This package uses a socket located at /tmp/es.socket, both by default and as a fallback (if no socket is defined in the config file). Since /tmp is writeable by everyone, any member of the speech group can change /tmp/es.socket to a symlink, pointing to a file of his choice. The next time the eflite service is started, the init script performs,
chown root:speech /tmp/es.socket
chmod 660 /tmp/es.socket
That changes the ownership of the *target* of the symlink to root:speech and makes it group-writeable. Thus the speech group attains root.
A similar trick works with hard links.
Before the first time the service is started (i.e. before the socket owned by root:speech exists), any user can create the link -- not just a member of the speech group. To reproduce, install eflite, and make /tmp/es.socket a symlink pointing somewhere important. Start eflite, and watch the target's ownership change.

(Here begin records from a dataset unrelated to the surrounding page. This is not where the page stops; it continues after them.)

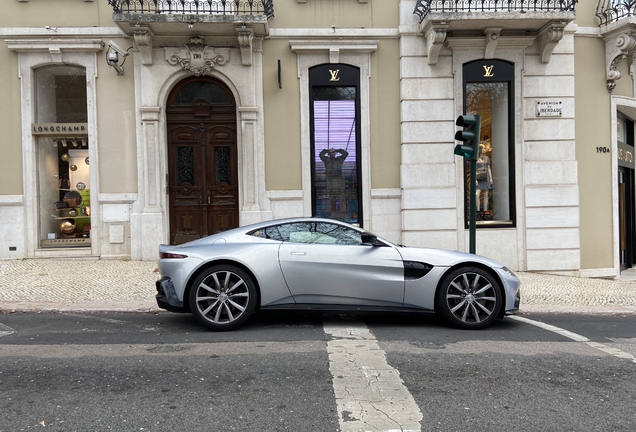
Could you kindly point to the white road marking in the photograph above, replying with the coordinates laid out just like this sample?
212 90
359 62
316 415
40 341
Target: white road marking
577 337
94 317
5 330
370 394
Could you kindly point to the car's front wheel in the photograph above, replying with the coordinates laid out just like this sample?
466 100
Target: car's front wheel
469 298
223 297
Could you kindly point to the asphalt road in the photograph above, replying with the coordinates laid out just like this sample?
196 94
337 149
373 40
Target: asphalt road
163 372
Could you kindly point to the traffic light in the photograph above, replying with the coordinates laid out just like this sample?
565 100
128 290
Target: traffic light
469 136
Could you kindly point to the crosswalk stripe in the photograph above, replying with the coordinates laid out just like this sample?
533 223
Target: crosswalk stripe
370 394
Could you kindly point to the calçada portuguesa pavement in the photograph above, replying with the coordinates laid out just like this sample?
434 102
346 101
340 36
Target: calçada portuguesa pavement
67 285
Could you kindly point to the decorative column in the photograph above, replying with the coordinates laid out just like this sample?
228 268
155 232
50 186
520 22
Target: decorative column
147 221
250 211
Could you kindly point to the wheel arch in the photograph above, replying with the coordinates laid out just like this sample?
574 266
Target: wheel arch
483 267
206 266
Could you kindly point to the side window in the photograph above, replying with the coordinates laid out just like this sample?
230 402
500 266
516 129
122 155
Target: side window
270 233
319 233
340 234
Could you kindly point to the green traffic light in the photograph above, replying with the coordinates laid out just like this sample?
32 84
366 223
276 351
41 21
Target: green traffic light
470 135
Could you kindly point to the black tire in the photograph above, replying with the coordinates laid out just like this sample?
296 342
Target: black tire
469 298
223 297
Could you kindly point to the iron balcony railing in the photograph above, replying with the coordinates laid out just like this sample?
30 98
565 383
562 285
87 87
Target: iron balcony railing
424 7
194 7
608 11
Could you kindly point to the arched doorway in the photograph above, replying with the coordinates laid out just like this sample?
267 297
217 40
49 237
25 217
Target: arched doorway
202 159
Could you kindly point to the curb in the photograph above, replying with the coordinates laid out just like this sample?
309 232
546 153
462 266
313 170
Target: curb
128 307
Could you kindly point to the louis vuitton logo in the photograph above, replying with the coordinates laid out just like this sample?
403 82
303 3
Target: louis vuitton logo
488 71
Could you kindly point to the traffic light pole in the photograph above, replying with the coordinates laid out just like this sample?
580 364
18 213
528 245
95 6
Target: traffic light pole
469 149
472 217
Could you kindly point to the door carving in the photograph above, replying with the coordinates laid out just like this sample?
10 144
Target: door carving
202 160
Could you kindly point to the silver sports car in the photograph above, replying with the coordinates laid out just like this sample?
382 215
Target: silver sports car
322 264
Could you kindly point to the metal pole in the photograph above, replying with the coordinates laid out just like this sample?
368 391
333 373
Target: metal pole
472 217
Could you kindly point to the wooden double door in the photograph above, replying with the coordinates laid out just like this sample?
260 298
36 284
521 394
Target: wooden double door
202 160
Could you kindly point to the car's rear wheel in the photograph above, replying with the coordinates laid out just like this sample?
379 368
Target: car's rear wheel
469 298
223 297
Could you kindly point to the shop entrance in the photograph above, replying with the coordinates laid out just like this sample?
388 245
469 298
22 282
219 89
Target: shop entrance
626 210
626 216
202 159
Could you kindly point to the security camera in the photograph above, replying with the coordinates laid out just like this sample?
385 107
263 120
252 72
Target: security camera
119 50
112 57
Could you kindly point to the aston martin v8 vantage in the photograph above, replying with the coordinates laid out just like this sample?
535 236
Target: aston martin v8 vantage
322 264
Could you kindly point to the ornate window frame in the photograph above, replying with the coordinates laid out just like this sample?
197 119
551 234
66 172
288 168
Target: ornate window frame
352 52
33 54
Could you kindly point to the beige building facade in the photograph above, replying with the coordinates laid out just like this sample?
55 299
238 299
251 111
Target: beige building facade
131 124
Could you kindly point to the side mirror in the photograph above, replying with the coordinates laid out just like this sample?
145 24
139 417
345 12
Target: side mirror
370 239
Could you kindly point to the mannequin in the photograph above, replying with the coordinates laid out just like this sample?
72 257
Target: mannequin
483 176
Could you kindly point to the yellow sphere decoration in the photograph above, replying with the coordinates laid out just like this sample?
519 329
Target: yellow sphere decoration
68 226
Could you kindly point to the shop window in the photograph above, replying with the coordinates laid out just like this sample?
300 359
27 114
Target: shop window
488 91
63 158
335 142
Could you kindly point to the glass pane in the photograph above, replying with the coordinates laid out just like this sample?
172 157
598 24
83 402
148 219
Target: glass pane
491 101
201 90
335 159
222 165
60 95
185 165
621 130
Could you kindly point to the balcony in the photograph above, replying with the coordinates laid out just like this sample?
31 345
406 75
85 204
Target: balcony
493 23
183 17
611 11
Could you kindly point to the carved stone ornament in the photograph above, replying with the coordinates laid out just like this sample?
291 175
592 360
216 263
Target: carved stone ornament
435 33
625 45
196 57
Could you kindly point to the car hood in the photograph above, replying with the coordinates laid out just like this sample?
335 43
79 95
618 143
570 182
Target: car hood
444 258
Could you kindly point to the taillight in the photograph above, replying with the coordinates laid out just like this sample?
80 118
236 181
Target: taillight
165 255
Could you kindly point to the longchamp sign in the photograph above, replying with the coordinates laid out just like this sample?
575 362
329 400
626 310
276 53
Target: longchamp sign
59 129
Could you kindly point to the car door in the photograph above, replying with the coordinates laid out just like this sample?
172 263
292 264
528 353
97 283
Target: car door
326 263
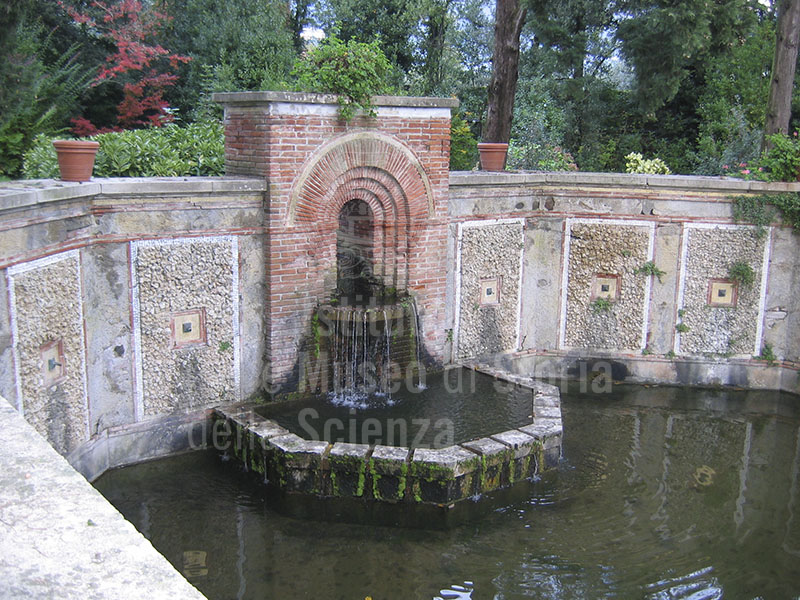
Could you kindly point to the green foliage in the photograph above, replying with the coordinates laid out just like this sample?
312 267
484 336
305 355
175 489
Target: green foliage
600 305
355 71
36 96
539 157
234 45
757 209
463 146
782 160
731 105
170 151
393 21
650 269
635 163
742 273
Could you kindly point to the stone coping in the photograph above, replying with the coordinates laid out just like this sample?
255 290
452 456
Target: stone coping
29 192
59 537
581 178
439 476
273 97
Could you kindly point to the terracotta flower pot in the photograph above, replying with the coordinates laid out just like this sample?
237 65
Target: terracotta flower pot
493 155
76 159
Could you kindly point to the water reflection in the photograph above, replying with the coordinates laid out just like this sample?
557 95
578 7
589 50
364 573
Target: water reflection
662 494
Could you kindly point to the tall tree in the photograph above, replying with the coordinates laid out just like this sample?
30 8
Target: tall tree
138 62
435 22
234 45
779 105
393 21
509 19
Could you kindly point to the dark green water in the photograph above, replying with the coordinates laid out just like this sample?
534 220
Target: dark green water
453 406
663 493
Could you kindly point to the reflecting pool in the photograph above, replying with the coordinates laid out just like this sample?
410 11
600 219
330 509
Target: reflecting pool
662 493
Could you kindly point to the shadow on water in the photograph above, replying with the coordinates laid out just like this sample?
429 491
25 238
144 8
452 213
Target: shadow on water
662 493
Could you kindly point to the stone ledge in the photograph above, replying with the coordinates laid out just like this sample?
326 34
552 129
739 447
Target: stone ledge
724 185
27 193
60 538
272 97
440 476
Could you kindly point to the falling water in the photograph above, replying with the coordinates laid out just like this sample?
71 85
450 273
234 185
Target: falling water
361 346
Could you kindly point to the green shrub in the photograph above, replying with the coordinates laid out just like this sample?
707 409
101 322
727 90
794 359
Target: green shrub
354 70
170 151
463 146
539 157
782 160
635 163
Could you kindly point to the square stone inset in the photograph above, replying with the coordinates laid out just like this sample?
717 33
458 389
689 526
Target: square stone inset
722 292
490 291
52 361
188 328
606 285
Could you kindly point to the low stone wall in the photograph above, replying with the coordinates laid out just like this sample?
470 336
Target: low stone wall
60 538
438 476
121 307
627 271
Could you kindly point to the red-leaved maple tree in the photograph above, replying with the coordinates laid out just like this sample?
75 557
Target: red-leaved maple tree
143 68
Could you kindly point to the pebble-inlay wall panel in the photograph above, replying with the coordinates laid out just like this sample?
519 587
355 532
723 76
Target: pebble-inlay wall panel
186 323
488 304
47 327
711 323
605 298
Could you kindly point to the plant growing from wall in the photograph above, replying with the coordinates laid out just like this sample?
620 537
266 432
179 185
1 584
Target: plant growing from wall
601 305
651 270
742 273
635 163
768 354
353 70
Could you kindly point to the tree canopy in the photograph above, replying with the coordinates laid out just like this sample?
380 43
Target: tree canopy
687 81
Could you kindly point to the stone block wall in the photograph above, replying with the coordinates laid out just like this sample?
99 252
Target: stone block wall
122 310
633 271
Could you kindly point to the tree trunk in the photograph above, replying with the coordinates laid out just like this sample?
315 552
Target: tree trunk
509 18
436 25
779 105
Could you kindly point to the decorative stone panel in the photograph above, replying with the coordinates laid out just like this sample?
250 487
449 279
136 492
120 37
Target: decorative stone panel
716 314
47 330
604 299
185 323
489 270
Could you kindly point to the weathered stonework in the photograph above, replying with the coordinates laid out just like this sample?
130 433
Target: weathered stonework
711 327
606 254
489 261
47 323
192 281
388 474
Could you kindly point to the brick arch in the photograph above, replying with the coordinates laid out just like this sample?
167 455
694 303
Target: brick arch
361 156
390 221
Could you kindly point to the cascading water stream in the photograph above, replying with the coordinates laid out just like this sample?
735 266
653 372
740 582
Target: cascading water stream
365 360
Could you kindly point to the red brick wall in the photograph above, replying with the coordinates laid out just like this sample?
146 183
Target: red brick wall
399 165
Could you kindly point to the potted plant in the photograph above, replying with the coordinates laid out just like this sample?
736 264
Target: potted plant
493 155
509 19
76 159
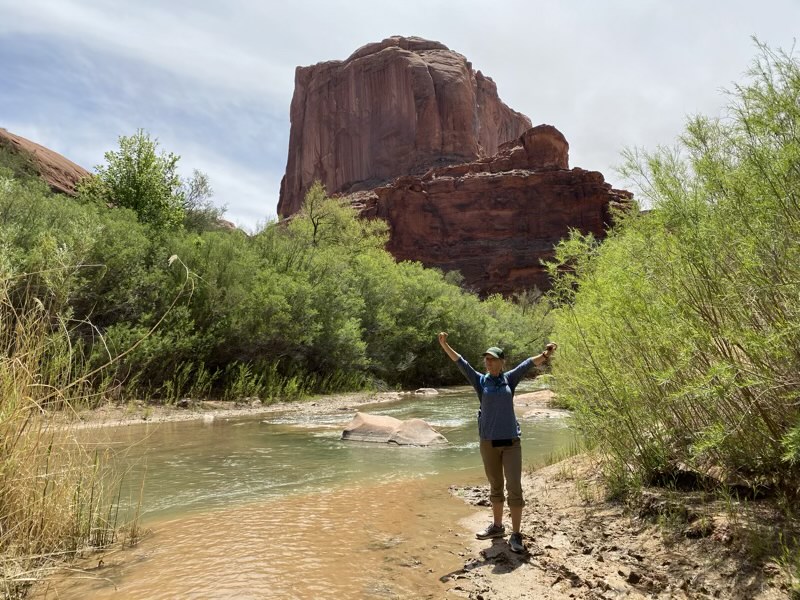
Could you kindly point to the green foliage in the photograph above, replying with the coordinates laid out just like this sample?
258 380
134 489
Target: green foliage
139 177
680 334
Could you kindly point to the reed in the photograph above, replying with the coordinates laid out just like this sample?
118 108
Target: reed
56 497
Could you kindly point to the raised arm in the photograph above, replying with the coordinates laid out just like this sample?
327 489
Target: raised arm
542 358
446 347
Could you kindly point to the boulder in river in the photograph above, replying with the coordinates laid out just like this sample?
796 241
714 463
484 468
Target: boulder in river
383 429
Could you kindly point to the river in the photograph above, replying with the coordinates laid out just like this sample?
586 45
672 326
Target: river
278 506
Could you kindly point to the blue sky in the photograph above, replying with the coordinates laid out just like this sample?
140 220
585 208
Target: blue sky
213 80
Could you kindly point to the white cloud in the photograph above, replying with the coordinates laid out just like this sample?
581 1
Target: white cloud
220 76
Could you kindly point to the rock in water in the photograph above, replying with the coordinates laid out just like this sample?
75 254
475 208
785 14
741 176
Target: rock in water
61 174
383 429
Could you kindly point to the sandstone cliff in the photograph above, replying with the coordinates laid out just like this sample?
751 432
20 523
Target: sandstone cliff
61 174
496 218
396 107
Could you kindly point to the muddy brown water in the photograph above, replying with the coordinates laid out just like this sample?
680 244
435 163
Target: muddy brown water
280 507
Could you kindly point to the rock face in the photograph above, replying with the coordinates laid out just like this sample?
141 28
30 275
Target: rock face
61 174
496 218
378 428
396 107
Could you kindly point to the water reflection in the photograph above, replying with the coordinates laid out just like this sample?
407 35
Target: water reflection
280 507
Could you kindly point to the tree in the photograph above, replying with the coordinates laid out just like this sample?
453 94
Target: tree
139 177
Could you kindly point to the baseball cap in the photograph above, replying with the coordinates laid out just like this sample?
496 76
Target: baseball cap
496 352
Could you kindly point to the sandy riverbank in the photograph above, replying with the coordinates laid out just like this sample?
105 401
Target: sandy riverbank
666 545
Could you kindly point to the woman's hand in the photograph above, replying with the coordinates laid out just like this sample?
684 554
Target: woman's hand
446 347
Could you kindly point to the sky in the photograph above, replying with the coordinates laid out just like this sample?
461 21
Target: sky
213 80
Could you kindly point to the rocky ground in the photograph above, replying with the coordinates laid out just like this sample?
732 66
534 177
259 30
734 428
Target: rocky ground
664 545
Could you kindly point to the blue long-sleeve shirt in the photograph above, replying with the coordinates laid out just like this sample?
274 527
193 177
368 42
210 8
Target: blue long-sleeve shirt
496 418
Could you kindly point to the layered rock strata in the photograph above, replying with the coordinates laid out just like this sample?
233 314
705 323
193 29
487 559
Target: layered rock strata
396 107
495 219
61 174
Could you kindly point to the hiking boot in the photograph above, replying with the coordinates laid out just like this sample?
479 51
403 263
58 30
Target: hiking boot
515 543
491 531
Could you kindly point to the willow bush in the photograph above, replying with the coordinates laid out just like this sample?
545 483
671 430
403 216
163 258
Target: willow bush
681 332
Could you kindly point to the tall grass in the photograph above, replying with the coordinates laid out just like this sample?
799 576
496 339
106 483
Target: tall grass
680 335
55 497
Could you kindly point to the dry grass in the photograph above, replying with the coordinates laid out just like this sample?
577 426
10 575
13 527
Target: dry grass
55 497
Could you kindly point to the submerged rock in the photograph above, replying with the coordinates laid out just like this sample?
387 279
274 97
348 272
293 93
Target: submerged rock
383 429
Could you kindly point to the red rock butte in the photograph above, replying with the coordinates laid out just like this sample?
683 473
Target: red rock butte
396 107
414 136
61 174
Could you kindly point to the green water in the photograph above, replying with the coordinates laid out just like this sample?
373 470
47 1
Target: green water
196 466
278 506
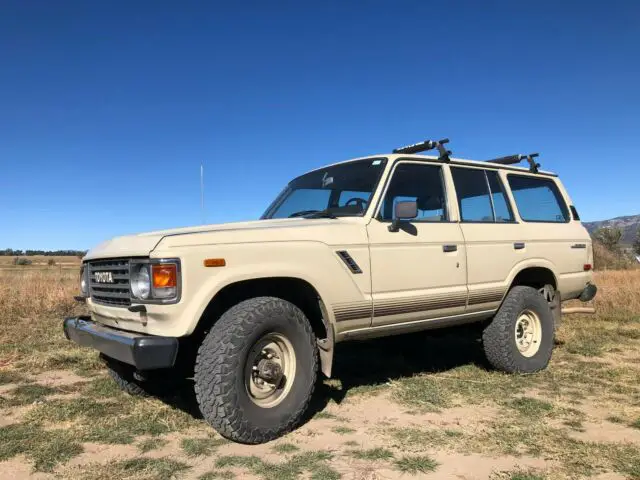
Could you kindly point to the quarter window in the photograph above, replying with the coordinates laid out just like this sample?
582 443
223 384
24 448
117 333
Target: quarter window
501 205
538 199
416 183
481 196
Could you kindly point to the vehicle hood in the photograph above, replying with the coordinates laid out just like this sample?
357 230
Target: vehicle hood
142 244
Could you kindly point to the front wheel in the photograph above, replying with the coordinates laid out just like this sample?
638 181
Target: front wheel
256 370
519 339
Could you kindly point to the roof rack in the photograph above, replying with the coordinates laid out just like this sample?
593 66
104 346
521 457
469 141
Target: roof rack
513 159
427 145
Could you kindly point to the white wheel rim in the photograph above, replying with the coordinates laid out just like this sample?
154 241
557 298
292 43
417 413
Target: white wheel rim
276 350
528 333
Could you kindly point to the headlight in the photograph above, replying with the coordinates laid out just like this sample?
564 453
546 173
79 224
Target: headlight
84 284
141 282
165 280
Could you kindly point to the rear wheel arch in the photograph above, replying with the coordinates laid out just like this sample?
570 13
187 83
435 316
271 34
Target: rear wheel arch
535 276
545 281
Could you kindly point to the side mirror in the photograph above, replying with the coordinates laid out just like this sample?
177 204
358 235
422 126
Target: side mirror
404 211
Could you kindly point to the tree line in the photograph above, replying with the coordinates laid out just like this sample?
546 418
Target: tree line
9 252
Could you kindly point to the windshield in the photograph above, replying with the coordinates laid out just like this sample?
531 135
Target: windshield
337 191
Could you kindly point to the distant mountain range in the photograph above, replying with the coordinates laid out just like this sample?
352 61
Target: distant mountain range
629 226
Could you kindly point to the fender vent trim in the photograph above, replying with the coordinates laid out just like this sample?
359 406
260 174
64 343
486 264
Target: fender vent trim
349 261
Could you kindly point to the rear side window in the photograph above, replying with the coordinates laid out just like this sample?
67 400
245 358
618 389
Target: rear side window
538 199
481 196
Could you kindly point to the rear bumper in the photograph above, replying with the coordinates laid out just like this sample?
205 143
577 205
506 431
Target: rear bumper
588 293
145 352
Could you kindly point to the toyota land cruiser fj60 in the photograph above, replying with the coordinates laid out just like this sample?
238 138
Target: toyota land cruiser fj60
376 246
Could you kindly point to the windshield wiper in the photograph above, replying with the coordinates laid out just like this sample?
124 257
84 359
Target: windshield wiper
302 213
313 214
321 214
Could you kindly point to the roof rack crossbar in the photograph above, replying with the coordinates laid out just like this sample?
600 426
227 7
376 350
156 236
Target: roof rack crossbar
513 159
427 145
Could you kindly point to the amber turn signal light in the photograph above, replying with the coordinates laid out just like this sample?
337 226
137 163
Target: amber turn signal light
165 275
215 262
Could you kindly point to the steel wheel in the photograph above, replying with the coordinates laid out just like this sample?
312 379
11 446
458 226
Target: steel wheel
528 333
270 370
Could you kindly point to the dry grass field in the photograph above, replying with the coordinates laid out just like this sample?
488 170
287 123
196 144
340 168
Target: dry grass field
425 406
41 262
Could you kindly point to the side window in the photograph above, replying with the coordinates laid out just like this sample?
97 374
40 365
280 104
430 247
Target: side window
420 183
473 195
500 202
304 199
538 199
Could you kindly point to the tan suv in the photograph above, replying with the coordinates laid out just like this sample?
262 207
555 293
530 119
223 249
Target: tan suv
370 247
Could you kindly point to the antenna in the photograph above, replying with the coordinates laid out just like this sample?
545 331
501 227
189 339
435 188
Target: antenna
202 192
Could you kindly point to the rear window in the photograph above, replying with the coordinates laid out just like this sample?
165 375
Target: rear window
538 199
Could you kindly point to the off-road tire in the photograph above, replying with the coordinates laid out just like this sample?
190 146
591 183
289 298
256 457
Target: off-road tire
220 385
499 337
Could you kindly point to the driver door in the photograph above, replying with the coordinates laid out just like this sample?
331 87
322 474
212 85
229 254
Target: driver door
418 272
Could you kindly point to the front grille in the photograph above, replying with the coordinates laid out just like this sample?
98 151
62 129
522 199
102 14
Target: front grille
117 293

@ Maintainer(s): Please tell us how you want to proceed here. Will you look into this or should security take actions?
I came up with a fix for this, but the package is currently unusable because of bug #593274.
Unrestricting and reassigning to security@ per bug #705894
unrestricting per bug 705894
What was your fix for this?
I still wasn't able to build eflite to test:
checking for x86_64-pc-linux-gnu-gcc option to accept ISO C89... none needed
checking for connect in -lsocket... no
checking for library containing pthread_create... -lpthread
./configure: 410: test: Illegal number: then
./configure: 2968: ./configure: Syntax error: Bad fd number
but I still have my temp directory from when I worked on this bug.
The first thing I would try is to see if eflite can be started as a non-root user/group. If it runs as a dedicated user, then you can create /run/eflite as eflite:eflite (755) in the service script with checkpath and the daemon can create the socket itself (660) with no chown/chmod or init script involvement.
If eflite has to run as root, then you should create /run/eflite as root:root with checkpath, and then be careful when you create and checkpath the socket to the proper group. So long as /run/eflite is root:root, its contents should be relatively safe.
Either way, you should never use a socket under /tmp. Just fix the path to /run/eflite/something. Even making it configurable is more trouble than it's worth. If it works out of the box, nobody will want to mess with it.
eflite might be better dropped, the last version is from 2006-01-18. i don't see any packages depending on it. any objections?
(In reply to Miroslav Šulc from comment #7)
> eflite might be better dropped, the last version is from 2006-01-18. i don't
> see any packages depending on it. any objections?
Yep, I recall this being one of the first packages I recommended treecleaning (on irc). As I recall William meant to look into it but I guess never did or had no luck. CCing treecleaner.